Perfectly timed and perhaps from a very skeptical employee or a big-industry-paid hacker, scandolous emails and documents were taken from the University of East Anglia's climate-change research facility. Some of the most scandoulous emails from the 3,500 documents stolen (that were from 1999) read that some global temperatures were really declining and fudged to report the opposite. Also worth note were discussions amongst leading scientists about surpressing others' work whose data did not support the theory that the world's temperatures are on the rise. Some of the "tricks" reported were not really mischeviuos behavior, but rather tricks of the trade you could say and replaced figures from"proxy temperature data from tree rings in recent years
with more accurate data from air temperatures."
"They may be talking three or four datasets in the e-mail scandal,
we're looking at 28,000 data sets of physical and biological systems
from around the world," she said," said Virginia Burkett, chief scientist for global change research at the U.S. Geological Survey, to the Associated Press.
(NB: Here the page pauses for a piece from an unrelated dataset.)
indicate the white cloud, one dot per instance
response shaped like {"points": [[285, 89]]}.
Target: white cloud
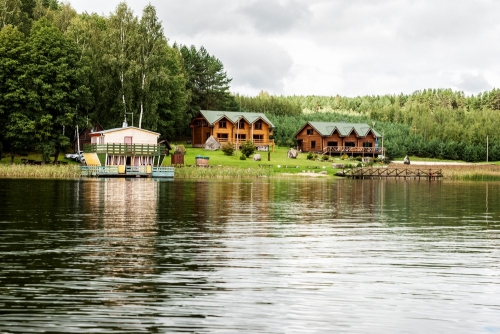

The scandal broke just before the Copenhagen climate-change summit where 200 heads of state and government, along with another 15,000 participants, are set to meet. Coincidence? I think not. Sen. James Inhofe from Oklahoma, whose state relies heavily on oil company money and big industry money to keep on truckin', is a firm disbeliever in climate-change and has called for a Senate hearing into the matter. His wimpers may fall on deaf ears, however, after the new EPA announcement and Copenhagen comes to a close.
Despite the ClimateGate scandal, the EPA announcement yesterday that greenhouse gases, like carbon dioxide, pose a health risk to the American public and the environment. The announcement could help spur cap-and-trade legislation that's been sitting in the Senate since earlier this year, or it could be the beginning of many lawsuits from big industry trying to challenge the validity of the EPA's findings.
The three largest air polluntant emission sources in the US, according to the Wall Street Journal,
are electricity production, transportation and industry. So it's easy
to see why industry leaders like oil companies and electricity
production plants The biggest gripe big industry wants to appear to have through all this are concerns for the US economy, which are valid, but hardly what I think they're most worried about. Severe cuts in emissions could lead to oil refineries closing and job losses, which could send the already unstable economy back into the crapper, along with sending gas prices soaring. But the timing of the EPA couldn't be better as President Obama is set to attend the already-in-progress climate summit in Copenhagen, and now he can do so with some credibility behind him.
The President is set to propose, according to the San Fran Chronicle, a 17 percent cut from the US' 2005's emission rates by 2020. This number is far below the Intergovernmental Panel on Climate Change's recommendations from 2000, which read that the most industrialized nations would need to cut emissions by 25 to 40 percent between 1990 and 2020 to make a substantial, beneficial impact on climate change. At least America is finally ready to start acknowledging some culpability and responsibility in the world's climate issues, unlike previous presidents (yes you Bush and Clinton). It may not be as aggressive of a plan as what the IPCC and others had hoped for, but it's a start. Tune back in on Dec. 18th to see what the conclusion of this proposal turns out to be.
So for all you still not really believing in Obama, I just gotta say, between rebounding the economy, health-care reform on the table and now emission-regulation, he's definitely affecting some change up in here. To that I gotta say booyeah.